Presto music, 17th September 2021
by Katherine Cooper
 
Liszt from Jonas Kaufmann and Helmut Deutsch
 
In the course of discussing possible contenders for our ongoing Great Recordings by Decade series with colleagues last week, I found myself once again singing the praises of a magnificent 2006 recital of Strauss Lieder from Jonas Kaufmann and Helmut Deutsch which has given me untold pleasure over the past fifteen years and would certainly accompany me to my hypothetical desert island should the need arise. That album (which won the vocal category at the following year’s Gramophone Awards) never ceases to knock me sideways thanks to the delicacy and declamatory splendour of Kaufmann’s singing and the nuance and imagination of Deutsch’s pianism, but I think today’s Recording of the Week might just surpass it on both counts.

Conceived during lockdown and recorded last summer in Germany, the programme is a mixture of songs which have been in the pair’s repertoire for many years (the demanding Petrarch Sonnets, delivered with proper Italianate ardour, were the highlight of their Barbican recital in 2017) and others which Kaufmann explored for the first time whilst on enforced sabbatical last year, and the thrill of new discovery registers keenly at various points throughout the recital.

Things get off to an arresting, even acerbic start with Vergiftet sind meine Lieder (‘My Songs Are Poisoned’), which as Deutsch points out in his personable and insightful booklet-note is a second cousin of sorts to ‘Ich grolle nicht’ from Schumann’s Dichterliebe, written just a couple of years earlier; it also seems to look forward to Liszt’s son-in-law’s Tristan und Isolde, particularly when dispatched with the metallic bite and angry fervour which Kaufmann supplies here. (Preparations for his first Tristan were presumably well underway when the recording was made, and the programme includes several further ‘teasers’ for that long-awaited role-debut, with fleeting musical allusions to the opera popping up in Es war ein König in Thule and most explicitly in Ein Fichtenbaum steht einsam).
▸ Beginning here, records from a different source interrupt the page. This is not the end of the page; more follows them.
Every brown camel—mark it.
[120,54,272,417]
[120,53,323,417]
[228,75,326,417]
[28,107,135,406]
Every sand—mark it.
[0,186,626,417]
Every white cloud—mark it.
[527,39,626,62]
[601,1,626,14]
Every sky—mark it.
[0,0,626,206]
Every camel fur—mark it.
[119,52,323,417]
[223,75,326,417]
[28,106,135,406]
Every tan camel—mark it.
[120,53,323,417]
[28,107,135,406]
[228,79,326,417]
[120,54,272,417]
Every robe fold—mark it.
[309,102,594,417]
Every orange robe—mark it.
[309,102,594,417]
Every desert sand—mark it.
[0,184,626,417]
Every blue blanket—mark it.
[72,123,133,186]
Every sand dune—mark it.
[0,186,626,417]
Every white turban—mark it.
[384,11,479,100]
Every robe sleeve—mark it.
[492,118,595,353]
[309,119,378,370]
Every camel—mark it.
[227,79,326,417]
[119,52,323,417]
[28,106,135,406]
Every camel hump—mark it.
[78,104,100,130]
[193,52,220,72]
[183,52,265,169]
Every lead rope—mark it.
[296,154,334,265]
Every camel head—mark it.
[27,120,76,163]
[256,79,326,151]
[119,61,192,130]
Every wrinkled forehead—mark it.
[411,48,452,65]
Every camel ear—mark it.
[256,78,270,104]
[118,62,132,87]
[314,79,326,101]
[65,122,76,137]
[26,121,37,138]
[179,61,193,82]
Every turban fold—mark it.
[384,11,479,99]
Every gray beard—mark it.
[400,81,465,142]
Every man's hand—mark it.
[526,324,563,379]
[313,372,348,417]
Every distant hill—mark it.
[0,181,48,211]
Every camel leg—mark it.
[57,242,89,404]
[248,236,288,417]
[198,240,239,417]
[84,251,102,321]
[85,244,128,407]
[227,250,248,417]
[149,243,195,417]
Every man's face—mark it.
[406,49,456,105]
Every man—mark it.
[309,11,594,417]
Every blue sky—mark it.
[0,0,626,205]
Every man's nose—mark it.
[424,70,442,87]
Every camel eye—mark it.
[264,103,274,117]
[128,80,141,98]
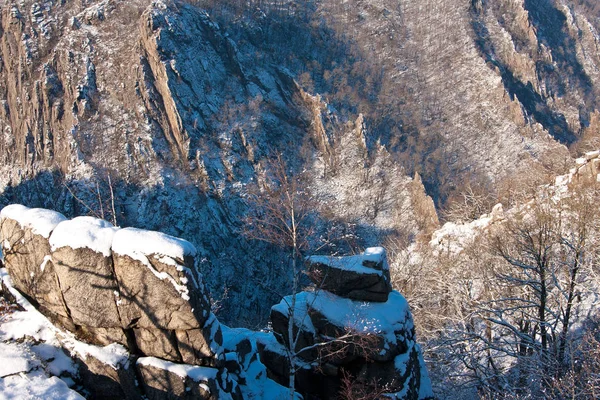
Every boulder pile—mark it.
[0,204,432,399]
[260,247,433,399]
[0,204,241,399]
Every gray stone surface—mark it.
[113,254,210,330]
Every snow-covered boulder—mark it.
[50,217,127,344]
[112,228,210,330]
[112,228,223,366]
[268,247,433,399]
[0,204,71,326]
[307,247,392,302]
[273,290,414,365]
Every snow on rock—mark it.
[273,290,413,348]
[0,343,40,378]
[112,228,199,300]
[221,325,301,400]
[0,204,67,239]
[50,217,118,257]
[306,247,392,302]
[112,228,196,262]
[0,371,85,400]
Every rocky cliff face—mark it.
[0,0,432,323]
[0,204,433,399]
[0,0,598,324]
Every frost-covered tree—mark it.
[243,154,317,398]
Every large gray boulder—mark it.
[266,284,431,399]
[50,217,121,330]
[0,204,72,327]
[112,228,210,330]
[133,328,182,362]
[69,341,142,400]
[306,247,392,302]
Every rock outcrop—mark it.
[0,205,431,399]
[261,248,433,399]
[0,205,240,399]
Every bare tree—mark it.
[243,154,317,398]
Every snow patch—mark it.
[307,247,389,275]
[112,228,196,264]
[50,217,118,257]
[0,204,67,239]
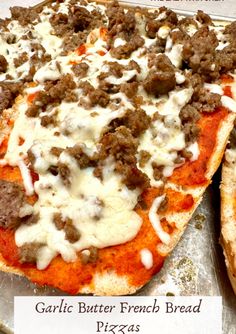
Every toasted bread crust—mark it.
[0,1,235,295]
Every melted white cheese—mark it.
[16,161,142,269]
[148,195,170,245]
[221,96,236,112]
[140,248,153,270]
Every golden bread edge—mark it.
[0,0,236,295]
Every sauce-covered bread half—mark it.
[0,0,236,295]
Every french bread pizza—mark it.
[0,0,236,295]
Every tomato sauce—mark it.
[0,108,228,294]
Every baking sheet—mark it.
[0,0,236,334]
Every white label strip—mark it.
[14,296,222,334]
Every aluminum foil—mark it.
[0,0,236,334]
[0,174,236,334]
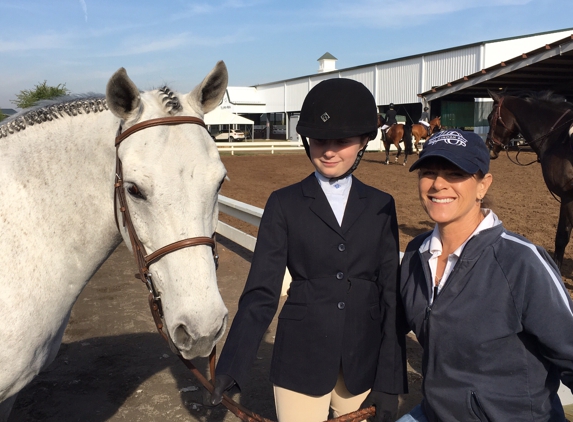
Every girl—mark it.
[211,79,407,422]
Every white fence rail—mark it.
[217,195,292,296]
[217,140,304,155]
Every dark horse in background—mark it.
[486,92,573,268]
[378,115,412,166]
[412,116,442,154]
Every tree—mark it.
[10,81,70,108]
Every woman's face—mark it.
[309,136,368,178]
[418,163,492,225]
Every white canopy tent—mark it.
[204,107,255,139]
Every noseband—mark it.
[113,116,219,347]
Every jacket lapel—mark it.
[342,176,367,233]
[302,173,342,236]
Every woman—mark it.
[399,130,573,422]
[206,79,406,422]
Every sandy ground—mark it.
[9,149,573,422]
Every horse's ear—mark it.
[487,89,500,102]
[189,60,229,113]
[105,67,141,120]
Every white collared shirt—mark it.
[420,208,501,303]
[314,171,352,226]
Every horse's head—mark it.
[486,90,519,160]
[106,61,228,359]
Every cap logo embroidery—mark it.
[428,131,468,147]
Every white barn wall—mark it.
[418,45,481,92]
[258,82,285,113]
[482,29,573,67]
[376,57,422,105]
[240,28,573,113]
[285,78,310,111]
[340,66,375,95]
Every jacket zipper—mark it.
[471,391,490,422]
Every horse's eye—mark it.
[127,184,145,199]
[217,176,226,192]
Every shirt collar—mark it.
[314,171,352,194]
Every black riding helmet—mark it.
[296,78,378,179]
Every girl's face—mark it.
[418,163,492,227]
[309,136,368,178]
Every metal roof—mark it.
[317,51,338,61]
[418,34,573,101]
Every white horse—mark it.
[0,61,228,421]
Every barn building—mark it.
[216,28,573,148]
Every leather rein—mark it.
[114,116,375,422]
[487,97,573,159]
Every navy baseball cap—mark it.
[410,129,489,174]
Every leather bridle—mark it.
[114,116,219,340]
[114,116,375,422]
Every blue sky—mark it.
[0,0,573,108]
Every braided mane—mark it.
[0,86,183,138]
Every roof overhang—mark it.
[418,35,573,101]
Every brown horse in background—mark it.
[487,91,573,268]
[412,116,442,154]
[382,123,412,166]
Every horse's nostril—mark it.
[214,316,228,342]
[173,324,191,345]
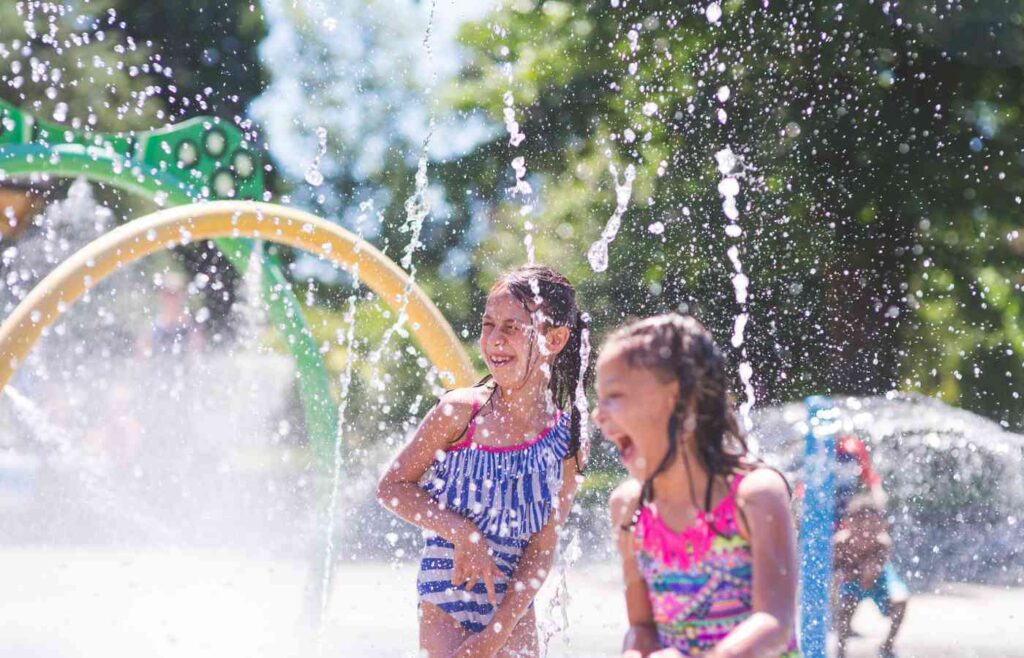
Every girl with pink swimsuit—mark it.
[594,313,800,658]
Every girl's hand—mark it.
[452,530,502,606]
[452,626,505,658]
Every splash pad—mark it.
[0,202,474,388]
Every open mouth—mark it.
[487,354,515,367]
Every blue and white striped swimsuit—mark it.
[417,404,569,632]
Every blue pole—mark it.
[800,396,838,658]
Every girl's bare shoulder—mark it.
[736,467,790,508]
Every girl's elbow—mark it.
[377,471,394,510]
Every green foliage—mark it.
[449,0,1024,427]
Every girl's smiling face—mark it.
[480,288,568,389]
[593,344,679,481]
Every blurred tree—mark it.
[443,0,1024,428]
[108,0,266,122]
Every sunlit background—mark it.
[0,0,1024,658]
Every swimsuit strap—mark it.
[460,400,480,443]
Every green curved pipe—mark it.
[0,144,337,462]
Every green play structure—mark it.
[0,100,337,460]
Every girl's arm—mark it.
[377,389,499,601]
[707,469,798,658]
[456,457,582,658]
[608,480,662,658]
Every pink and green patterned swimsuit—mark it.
[633,475,801,658]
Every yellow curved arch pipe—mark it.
[0,201,476,390]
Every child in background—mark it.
[834,494,908,658]
[594,313,800,658]
[378,265,587,658]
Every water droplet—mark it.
[705,2,722,24]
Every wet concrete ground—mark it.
[0,549,1024,658]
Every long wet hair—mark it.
[481,264,594,472]
[605,313,752,519]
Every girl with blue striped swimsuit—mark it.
[377,265,589,658]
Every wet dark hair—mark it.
[604,313,753,519]
[481,264,594,472]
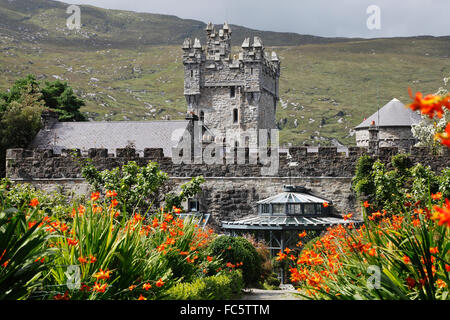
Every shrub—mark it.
[0,206,52,300]
[209,236,261,286]
[290,188,450,300]
[352,155,375,200]
[165,270,244,300]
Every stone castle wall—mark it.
[6,147,450,226]
[355,127,417,151]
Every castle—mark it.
[6,23,450,227]
[183,23,280,147]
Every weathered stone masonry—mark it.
[6,147,450,226]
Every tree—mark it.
[41,80,86,121]
[0,78,44,176]
[0,75,86,177]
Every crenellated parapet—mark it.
[6,147,450,180]
[182,23,280,110]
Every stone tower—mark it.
[183,23,280,147]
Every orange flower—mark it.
[59,223,69,233]
[30,198,39,207]
[142,283,152,291]
[412,219,420,227]
[406,277,416,289]
[430,247,439,254]
[434,122,450,148]
[343,213,353,220]
[431,192,442,200]
[91,191,100,201]
[409,89,450,119]
[78,257,88,264]
[156,278,164,288]
[436,279,447,288]
[93,269,111,280]
[92,282,108,292]
[173,206,181,213]
[67,238,78,246]
[431,199,450,227]
[78,204,86,216]
[34,257,45,263]
[53,291,70,300]
[80,283,91,292]
[92,203,103,213]
[111,199,119,207]
[298,231,306,238]
[106,190,117,198]
[276,251,287,261]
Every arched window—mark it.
[233,108,239,123]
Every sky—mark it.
[57,0,450,38]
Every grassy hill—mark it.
[0,0,450,145]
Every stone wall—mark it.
[6,147,450,229]
[355,127,417,151]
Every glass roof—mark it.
[257,192,331,204]
[222,215,361,230]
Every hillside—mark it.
[0,0,450,145]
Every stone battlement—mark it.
[6,147,450,180]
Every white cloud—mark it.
[58,0,450,38]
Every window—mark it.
[188,199,200,212]
[260,204,270,214]
[230,87,236,98]
[288,204,302,214]
[303,203,316,215]
[272,204,286,214]
[233,109,239,123]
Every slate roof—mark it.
[355,98,422,129]
[257,192,330,204]
[29,120,189,157]
[222,215,361,230]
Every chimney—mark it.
[41,109,59,130]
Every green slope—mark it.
[0,0,450,145]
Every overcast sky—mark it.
[63,0,450,38]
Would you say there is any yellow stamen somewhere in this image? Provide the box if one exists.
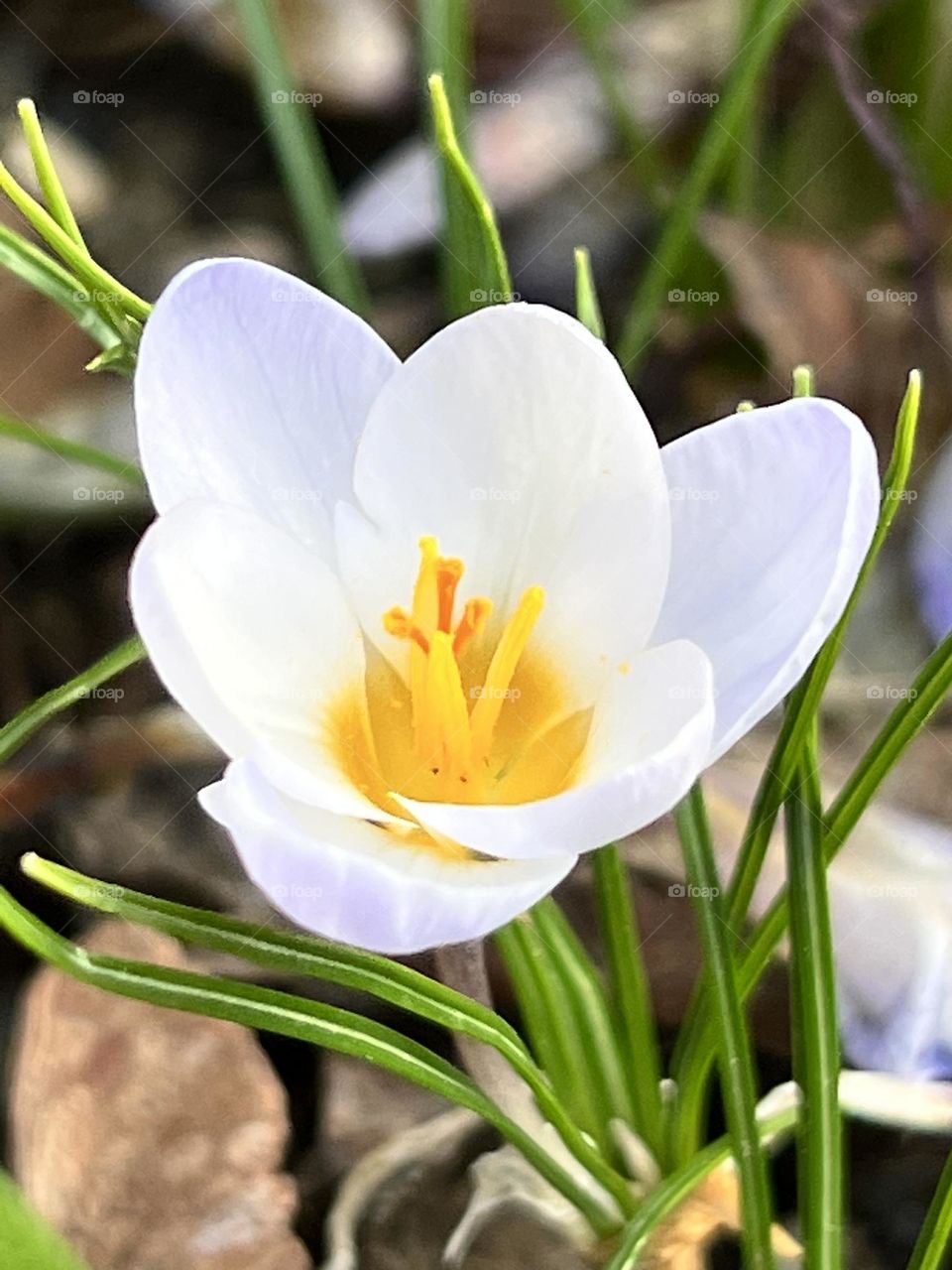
[436,558,463,635]
[384,604,430,653]
[470,586,545,763]
[453,595,493,657]
[384,536,544,786]
[421,631,472,779]
[410,535,439,756]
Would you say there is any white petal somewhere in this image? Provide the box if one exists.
[337,305,669,701]
[200,762,575,955]
[653,398,880,762]
[131,502,381,817]
[136,259,400,554]
[399,640,713,860]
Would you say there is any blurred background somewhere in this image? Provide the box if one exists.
[0,0,952,1270]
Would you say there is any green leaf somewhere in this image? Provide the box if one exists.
[784,727,844,1270]
[618,0,801,378]
[417,0,477,318]
[793,366,813,396]
[17,96,89,254]
[907,1156,952,1270]
[0,164,153,322]
[680,609,952,1158]
[236,0,369,313]
[0,888,616,1234]
[559,0,665,208]
[0,225,118,348]
[671,371,921,1160]
[575,246,606,343]
[675,785,774,1270]
[591,844,665,1160]
[0,1170,87,1270]
[0,635,146,765]
[495,913,611,1152]
[530,897,645,1140]
[20,853,631,1211]
[0,416,146,485]
[604,1107,797,1270]
[427,75,513,312]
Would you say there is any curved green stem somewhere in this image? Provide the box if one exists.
[0,635,146,763]
[0,888,617,1235]
[784,729,843,1270]
[675,785,774,1270]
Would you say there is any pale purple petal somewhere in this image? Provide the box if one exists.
[337,305,669,703]
[199,762,575,955]
[131,490,382,817]
[135,259,400,559]
[653,398,880,761]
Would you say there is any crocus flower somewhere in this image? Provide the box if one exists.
[132,260,879,952]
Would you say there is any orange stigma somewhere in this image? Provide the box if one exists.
[384,537,544,782]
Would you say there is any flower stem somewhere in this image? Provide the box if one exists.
[675,785,774,1270]
[679,619,952,1158]
[432,940,534,1120]
[236,0,369,313]
[0,635,146,763]
[907,1156,952,1270]
[591,843,663,1158]
[434,940,635,1221]
[784,727,843,1270]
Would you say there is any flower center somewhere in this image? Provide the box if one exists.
[384,537,544,785]
[332,537,591,816]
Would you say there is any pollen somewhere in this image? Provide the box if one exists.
[384,537,544,786]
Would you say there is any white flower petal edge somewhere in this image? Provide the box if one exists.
[199,762,575,955]
[336,304,670,703]
[653,398,880,762]
[131,502,386,820]
[399,640,715,860]
[135,259,400,558]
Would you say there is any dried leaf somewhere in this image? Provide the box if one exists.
[12,922,311,1270]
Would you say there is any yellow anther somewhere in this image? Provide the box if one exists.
[435,557,463,634]
[384,604,430,653]
[410,536,439,754]
[453,595,493,657]
[470,586,545,763]
[421,631,472,779]
[384,536,544,781]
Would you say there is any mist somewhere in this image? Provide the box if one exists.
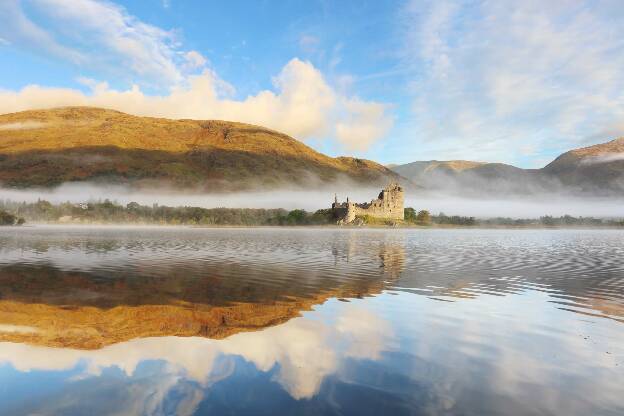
[0,183,624,218]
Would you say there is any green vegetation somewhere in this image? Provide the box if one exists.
[0,107,397,191]
[405,208,624,227]
[0,210,25,225]
[0,199,335,226]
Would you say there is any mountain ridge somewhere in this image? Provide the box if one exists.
[0,107,399,190]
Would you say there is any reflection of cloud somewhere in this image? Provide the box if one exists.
[0,309,391,399]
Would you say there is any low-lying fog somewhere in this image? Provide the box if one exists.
[0,184,624,218]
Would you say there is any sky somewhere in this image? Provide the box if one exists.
[0,0,624,168]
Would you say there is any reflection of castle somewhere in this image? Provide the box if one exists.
[332,183,405,223]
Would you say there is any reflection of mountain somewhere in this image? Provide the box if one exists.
[0,228,405,349]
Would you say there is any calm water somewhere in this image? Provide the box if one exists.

Two contrasting settings of the Goethe poem from which the album takes its title follow, the first highlighting both Kaufmann and Deutsch’s matchless gifts for spinning long legato lines and finding innumerable colours within the constraints of pianissimo - here, as throughout the programme, Kaufmann eschews that trademark ‘crooning’ which polarises many listeners, keeping everything entirely ‘on the voice’ and beautifully focused. Then the gloves come off for a high-octane, thrillingly dramatic account of Es war ein König, which builds from conversational intimacy to near-Wagnerian grandeur as Deutsch conjures a wealth of brassy colours to depict the king’s faithful retainers and the gloomy splendour of the ‘castle by the sea’ and Kaufmann responds with an intensity worthy of the dying Tristan.

The macabre, unsettling Die drei Zigeuner is another real highlight, with Kaufmann characterising the three gypsies quite brilliantly, and Deutsch working uncanny magic in the long, quasi-improvisatory introduction depicting the gypsy’s fiddle – although this marvellous pianist devotes himself almost exclusively to song repertoire, I’d give my right arm to hear what he might do with the Hungarian Rhapsodies (or indeed any of Liszt’s solo piano works, come to that). The Petrarch Sonnets find Kaufmann in absolute peak vocal form, cresting the top Cs with ease and showcasing that distinctive, bronzy glow which has won him such success in Verdi and verismo roles; there’s not so much as the merest hint of wear and tear from a decade of Florestans, Parsifals and Siegmunds, and he yields nothing to the rather lighter voices usually associated with these songs when it comes to flexibility and youthful lyricism.

It’s wonderful, too, to hear a handful of songs which remain relative rarities on disc and in recital, such as the lovely Die Stille Wasserrose (a particular favourite of Deutsch’s) and the lengthy, Weltschmerz-laden Ich möchte hingehn, where Kaufmann again taps into the Tristan-esque longing for oblivion to dramatic effect. All in all, this is quite the finest recording he’s made for Sony, and a testament to one of the greatest Lieder partnerships of our time.